Acara tersebut dihadiri Wakil Bupati Kuningan Tuti Andriani, Ketua TP PKK Kabupaten Kuningan Hj. Ela Helayati, unsur Forkopimda, Sekretaris Daerah, kepala perangkat daerah, Rektor Universitas Kuningan, para camat, organisasi perempuan, serta ribuan kader PKK dari seluruh kecamatan, desa, dan kelurahan.
Dalam sambutannya, Bupati Dian memberikan penghormatan kepada seluruh kader PKK yang selama ini mengabdikan diri secara sukarela di tengah masyarakat.

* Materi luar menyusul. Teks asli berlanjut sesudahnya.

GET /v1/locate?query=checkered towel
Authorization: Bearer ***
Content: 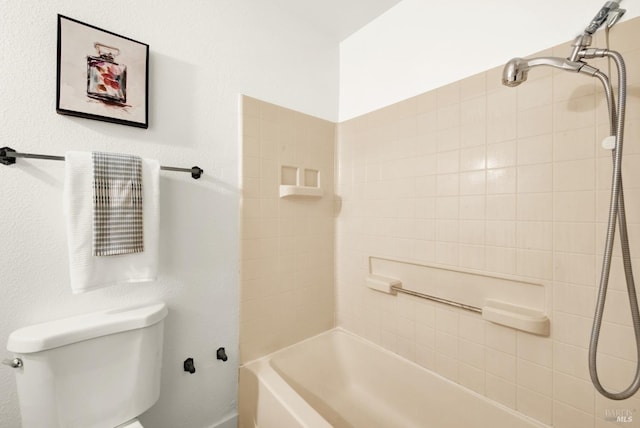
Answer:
[91,152,144,256]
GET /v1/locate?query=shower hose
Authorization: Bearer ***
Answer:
[589,50,640,400]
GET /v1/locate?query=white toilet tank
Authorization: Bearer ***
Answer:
[7,303,168,428]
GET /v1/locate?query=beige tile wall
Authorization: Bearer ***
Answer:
[336,19,640,428]
[240,96,335,363]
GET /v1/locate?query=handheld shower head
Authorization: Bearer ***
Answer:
[584,0,626,34]
[502,56,598,87]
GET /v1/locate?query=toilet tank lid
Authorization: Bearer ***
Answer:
[7,302,169,354]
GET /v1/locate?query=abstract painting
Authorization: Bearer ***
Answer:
[56,15,149,128]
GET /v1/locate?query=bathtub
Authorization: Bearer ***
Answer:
[239,329,546,428]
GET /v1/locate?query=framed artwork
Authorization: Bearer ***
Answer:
[56,15,149,128]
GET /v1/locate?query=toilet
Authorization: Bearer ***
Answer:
[7,303,168,428]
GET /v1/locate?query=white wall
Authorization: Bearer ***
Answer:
[0,0,338,428]
[340,0,640,121]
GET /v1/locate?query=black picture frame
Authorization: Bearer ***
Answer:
[56,15,149,129]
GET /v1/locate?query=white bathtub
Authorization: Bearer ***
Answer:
[239,329,546,428]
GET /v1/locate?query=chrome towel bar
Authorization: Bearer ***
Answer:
[0,147,204,180]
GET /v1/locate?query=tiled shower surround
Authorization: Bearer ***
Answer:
[240,19,640,428]
[240,96,336,362]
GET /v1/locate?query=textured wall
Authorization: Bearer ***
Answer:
[336,19,640,428]
[340,0,640,121]
[240,97,336,363]
[0,0,338,428]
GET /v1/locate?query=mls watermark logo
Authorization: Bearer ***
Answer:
[604,409,636,423]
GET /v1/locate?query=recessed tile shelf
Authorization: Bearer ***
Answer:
[280,165,324,198]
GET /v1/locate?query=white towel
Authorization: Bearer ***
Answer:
[63,152,160,294]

“Saya melihat pasukan seragam hijau ini bekerja dalam diam. Mereka mengabdi tanpa gaji, tanpa fasilitas yang memadai, tetapi memberikan kontribusi yang sangat besar bagi pembangunan daerah. Mereka adalah pahlawan masyarakat tanpa tanda jasa,” tegas Bupati.
Menurutnya, keberhasilan pembangunan tidak akan tercapai apabila pondasi keluarga diabaikan. Keluarga yang sehat, harmonis, mandiri, dan berdaya menjadi modal utama dalam mewujudkan Kabupaten Kuningan yang maju.

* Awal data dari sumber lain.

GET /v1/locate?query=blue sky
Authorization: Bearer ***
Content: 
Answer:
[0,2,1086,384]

Bupati juga menyoroti masih tingginya angka stunting yang harus menjadi perhatian bersama. Ia menegaskan, berbagai program pemerintah, termasuk Makan Bergizi Gratis (MBG), harus benar-benar dievaluasi agar mampu menekan angka stunting secara nyata.

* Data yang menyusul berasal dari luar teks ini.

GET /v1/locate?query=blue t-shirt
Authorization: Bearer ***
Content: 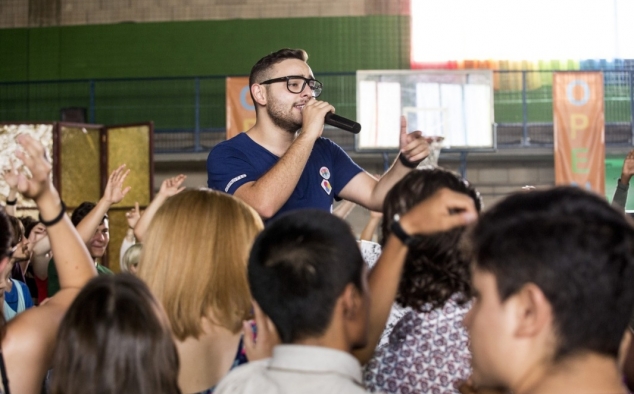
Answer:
[207,133,363,219]
[4,279,33,311]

Selain persoalan stunting, Bupati mengingatkan tantangan besar lainnya, yakni meningkatnya produksi sampah rumah tangga di Kabupaten Kuningan yang telah mencapai sekitar 490 ton per hari. Menurutnya, perubahan perilaku masyarakat dalam memilah dan mengelola sampah harus dimulai dari lingkungan keluarga dengan dukungan aktif kader PKK.